A group of academics and environmentalists urged the three leaders in a letter ahead of the summit to take action “to save the living symbol of the North American Free Trade Agreement”, saying that the pesticides used in conjunction with genetically modified corn and soya bean have decimated the breeding habitat in the US of what they called “the world’s most revered butterfly”.
The plea did not fall on deaf ears. “We have agreed to create a tri-national working group to work on preserving the monarch butterfly,” Enrique Peña Nieto, the Mexican president, told a news conference at the end of a one-day summit with Barack Obama, the US president, and Stephen Harper, the Canadian prime minister.

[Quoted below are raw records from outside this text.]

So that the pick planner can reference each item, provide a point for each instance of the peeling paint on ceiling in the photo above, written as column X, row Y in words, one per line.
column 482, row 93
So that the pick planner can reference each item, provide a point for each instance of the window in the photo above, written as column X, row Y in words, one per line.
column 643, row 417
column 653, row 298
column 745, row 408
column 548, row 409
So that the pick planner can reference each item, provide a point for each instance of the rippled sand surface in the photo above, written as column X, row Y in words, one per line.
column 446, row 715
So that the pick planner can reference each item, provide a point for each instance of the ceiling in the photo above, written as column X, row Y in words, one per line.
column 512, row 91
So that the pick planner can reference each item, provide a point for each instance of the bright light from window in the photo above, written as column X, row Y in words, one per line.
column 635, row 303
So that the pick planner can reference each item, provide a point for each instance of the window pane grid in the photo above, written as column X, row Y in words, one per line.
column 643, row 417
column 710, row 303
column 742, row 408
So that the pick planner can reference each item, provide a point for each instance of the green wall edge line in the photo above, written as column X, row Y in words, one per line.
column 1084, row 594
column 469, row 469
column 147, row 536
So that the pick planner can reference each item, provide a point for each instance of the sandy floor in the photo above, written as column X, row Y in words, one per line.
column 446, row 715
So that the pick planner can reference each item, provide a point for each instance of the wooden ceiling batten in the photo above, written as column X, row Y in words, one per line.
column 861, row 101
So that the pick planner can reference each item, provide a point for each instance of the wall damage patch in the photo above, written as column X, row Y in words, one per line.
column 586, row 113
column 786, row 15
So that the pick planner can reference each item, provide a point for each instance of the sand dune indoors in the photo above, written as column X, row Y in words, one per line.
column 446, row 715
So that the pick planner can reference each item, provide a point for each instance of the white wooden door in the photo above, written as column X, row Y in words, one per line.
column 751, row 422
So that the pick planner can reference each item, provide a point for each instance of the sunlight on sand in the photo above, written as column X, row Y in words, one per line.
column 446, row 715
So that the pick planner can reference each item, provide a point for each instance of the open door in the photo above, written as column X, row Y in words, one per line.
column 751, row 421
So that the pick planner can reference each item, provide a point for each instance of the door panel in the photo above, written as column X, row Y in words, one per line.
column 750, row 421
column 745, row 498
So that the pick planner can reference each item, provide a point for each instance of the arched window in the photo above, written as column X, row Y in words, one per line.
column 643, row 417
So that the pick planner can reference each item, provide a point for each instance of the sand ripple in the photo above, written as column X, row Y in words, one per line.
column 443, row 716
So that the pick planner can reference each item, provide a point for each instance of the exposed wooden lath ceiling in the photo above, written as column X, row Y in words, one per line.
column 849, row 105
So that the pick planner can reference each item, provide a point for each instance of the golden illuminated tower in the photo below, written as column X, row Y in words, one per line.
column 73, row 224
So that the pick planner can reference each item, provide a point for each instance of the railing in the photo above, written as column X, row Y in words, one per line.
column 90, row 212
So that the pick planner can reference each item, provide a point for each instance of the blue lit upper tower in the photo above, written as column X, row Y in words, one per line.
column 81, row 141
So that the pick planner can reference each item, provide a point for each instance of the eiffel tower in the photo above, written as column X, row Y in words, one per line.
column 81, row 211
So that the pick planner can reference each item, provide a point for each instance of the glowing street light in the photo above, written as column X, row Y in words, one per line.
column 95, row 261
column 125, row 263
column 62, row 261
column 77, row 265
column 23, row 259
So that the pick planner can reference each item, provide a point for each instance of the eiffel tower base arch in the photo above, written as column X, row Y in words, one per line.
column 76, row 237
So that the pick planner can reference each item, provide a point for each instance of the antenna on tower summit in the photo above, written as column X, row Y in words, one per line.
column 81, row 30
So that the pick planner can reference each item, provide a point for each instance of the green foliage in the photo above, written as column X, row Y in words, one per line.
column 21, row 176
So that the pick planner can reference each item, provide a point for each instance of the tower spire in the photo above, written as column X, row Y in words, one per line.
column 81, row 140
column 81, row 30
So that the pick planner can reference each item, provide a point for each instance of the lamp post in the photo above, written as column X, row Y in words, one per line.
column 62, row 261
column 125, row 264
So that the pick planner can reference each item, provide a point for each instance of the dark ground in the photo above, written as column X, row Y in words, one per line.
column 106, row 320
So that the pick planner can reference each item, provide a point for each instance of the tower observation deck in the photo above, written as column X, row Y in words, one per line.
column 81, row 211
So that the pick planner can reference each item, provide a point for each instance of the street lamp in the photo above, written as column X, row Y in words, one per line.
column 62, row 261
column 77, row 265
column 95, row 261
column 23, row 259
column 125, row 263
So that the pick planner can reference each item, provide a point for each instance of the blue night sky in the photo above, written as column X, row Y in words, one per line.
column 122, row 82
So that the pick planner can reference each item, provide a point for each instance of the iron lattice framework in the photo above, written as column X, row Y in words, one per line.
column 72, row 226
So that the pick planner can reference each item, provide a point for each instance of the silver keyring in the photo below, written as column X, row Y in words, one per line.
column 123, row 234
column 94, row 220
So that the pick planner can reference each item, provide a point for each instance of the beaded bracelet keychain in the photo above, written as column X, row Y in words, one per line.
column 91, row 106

The leaders discussed more usual topics, agreeing to analyse new financing mechanisms to finance infrastructure projects – though they gave no details – as well as to work together to meet high clean fuel standards for heavy duty trucks and to advance on climate change initiatives and boost student exchanges.
Mr Obama pledged that the Trans-Pacific Partnership, a planned trade pact, would reach a “successful conclusion”.
“We’ll get this passed,” he said, adding that the three Nafta partners which held themselves up as champions of free trade “can present a united front” and lead by example for other countries with less of a free-trade tradition.
Ildefonso Guajardo, Mexico’s economy minister, told the Financial Times before the summit that the meeting came at a “very strategic moment” as abundant, cheap energy promised to boost competitiveness.
“The TPP is complementary to what we are doing with Nafta,” he said, noting that of a rash of free-trade agreements which Mexico has signed, only one is with an Asian country: Japan. Mexico wants to boost strategic ties with Asia and “TPP is the way to do it”, he said.
“Nafta has worked well but the way to move forward is to deepen integration and increase trade among the three countries,” echoed Luis de la Calle, a former Nafta negotiator for Mexico. “Now the challenge is to transform North America into an export platform to the world, and the best country to do that is Mexico,” he added, highlighting Mexico’s abundant energy resources and good logistics.
The leaders promised to cut red tape, boost existing “trusted traveller” programmes and make border crossings more efficient, but barely mentioned drugs and organised crime and were light on details of their initiatives. They also reaffirmed a shared commitment to clean energy and security, and pledged to follow up on implementation of their agreements.
The US and Canadian leaders discussed the controversial Keystone XL oil pipeline from Canada to the US, but predictably made no new announcements.